Afrique : prochain grand marché des TIC d’ici 2025


D’ici 2025, le continent africain sera le prochain grand marché des TIC et télécommunications.  Les objets connectés devraient bientôt se multiplier. Seulement cette transformation 2.0., porteuse de croissance économique, pourrait également entraîner un important risque environnemental si les décideurs africains et la société civile ne réagissent pas à temps.

Selon plusieurs cabinets spécialisés, le volume de téléphones mobiles à grandement augmenté en Afrique. L’Association mondiale des opérateurs de téléphonie (GSMA) estime qu'en 2018 le nombre d’appareils mobiles a atteint un plafond de 444 millions en Afrique subsaharienne. Mais d’ici 2025, ce chiffres risquerait de connaitre une croissance exponentielle soit plus de 650 millions. 

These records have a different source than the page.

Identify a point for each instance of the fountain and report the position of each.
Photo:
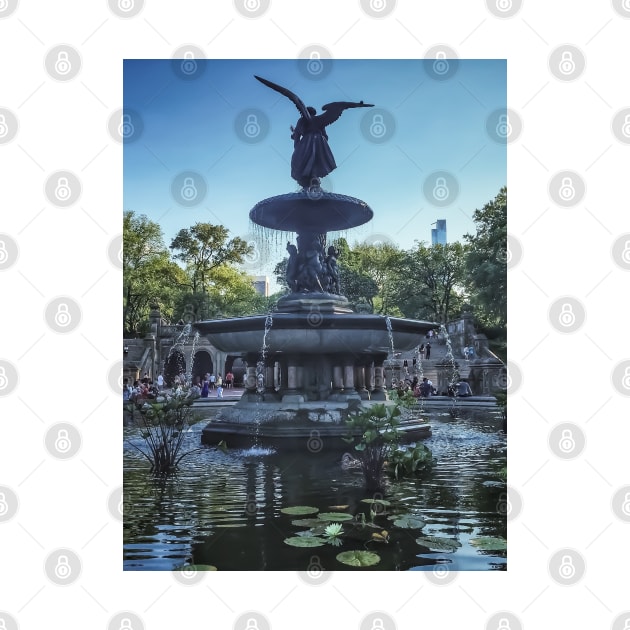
(315, 360)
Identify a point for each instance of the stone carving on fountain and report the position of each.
(318, 358)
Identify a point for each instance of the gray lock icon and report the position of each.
(62, 316)
(504, 129)
(62, 65)
(315, 65)
(567, 443)
(567, 316)
(63, 570)
(567, 64)
(63, 443)
(126, 128)
(189, 190)
(504, 5)
(440, 65)
(440, 190)
(378, 128)
(567, 568)
(62, 191)
(252, 126)
(189, 65)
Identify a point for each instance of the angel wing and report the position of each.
(332, 111)
(285, 92)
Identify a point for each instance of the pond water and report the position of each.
(224, 508)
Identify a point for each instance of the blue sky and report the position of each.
(213, 122)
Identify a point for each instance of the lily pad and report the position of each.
(334, 516)
(305, 541)
(299, 510)
(359, 558)
(376, 501)
(407, 521)
(489, 544)
(307, 522)
(436, 543)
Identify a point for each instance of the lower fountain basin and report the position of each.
(315, 332)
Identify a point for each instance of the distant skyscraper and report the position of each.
(438, 233)
(261, 284)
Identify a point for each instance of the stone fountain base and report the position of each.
(312, 426)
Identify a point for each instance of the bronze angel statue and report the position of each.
(312, 157)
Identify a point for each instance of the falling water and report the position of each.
(454, 374)
(260, 366)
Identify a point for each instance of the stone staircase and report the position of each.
(426, 367)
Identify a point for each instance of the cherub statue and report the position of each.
(312, 157)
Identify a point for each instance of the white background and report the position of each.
(64, 377)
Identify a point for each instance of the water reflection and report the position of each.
(223, 509)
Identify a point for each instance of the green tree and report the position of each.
(149, 276)
(432, 283)
(205, 247)
(486, 262)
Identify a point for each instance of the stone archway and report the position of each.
(202, 364)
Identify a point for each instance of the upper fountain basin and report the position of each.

Toute fois, ces différents chiffres camouflent un important risque environnemental bien qu’ils traduisent un dynamique du secteur en contribuant à la croissance économique du continent. Pour certains experts la vie de millions d’africains est menacée. D'ailleurs, lors du récent Earth innovation forum à Tallinn, en Estonie, le directeur général de Home appliance Europe déclarait que « cinq millions de tonnes de déchets électroniques sont générés en Europe. Sur les cinq millions, quatre millions de tonnes sont recyclés. Parmi ceux-ci, 3,5 millions de tonnes deviennent des matières premières secondaires. Le reste des déchets électroniques n’est pas tracé »

D'après le Programme des nations unies pour l’environnement (UNEP) « il est probables que ces déchets non identifiés finissent en Afrique ». De plus, son taux d’usines de recyclage de produit TIC est très faible. Les déchets électroniques se retrouvent encore dans les décharges publiques ou improvisées près des habitations. Causant ainsi d’important risque sanitaire pour les populations car ils polluent les sols, l’eau et l’air. 

Dans une étude réalisée au Bénin, au Mali et au Sénégal, des chercheurs ont tiré la sonnette d’alarme. Leur travail a mis en lumière «le flux très puissant des matériels entrant dans les pays, parfois dans un état déjà usagé, dont la durée d’utilisation sera par conséquent brève avant qu’ils ne deviennent des déchets que nous ne savons ou ne pouvons pas retraiter». Ils demandent donc aux décideurs africains d’accorder plus d’attention à la gestion des déchets toxiques qui comportent des composants dangereux pour la santé tels que le mercure et les métaux lourds.

Conscient de ces dangers pour les populations et pour l’économie, certains pays africains se sont déjà lancés dans le recyclage des déchets électroniques à l’exemple de l’Afrique du sud, du Maroc, de l’Egypte, de la Namibie et du Rwanda mais celles-ci coexistent avec un secteur informel plus important. En 2015, la Côte d’Ivoire lançait une campagne de récupération des déchets électroniques dans la ville d’Abidjan.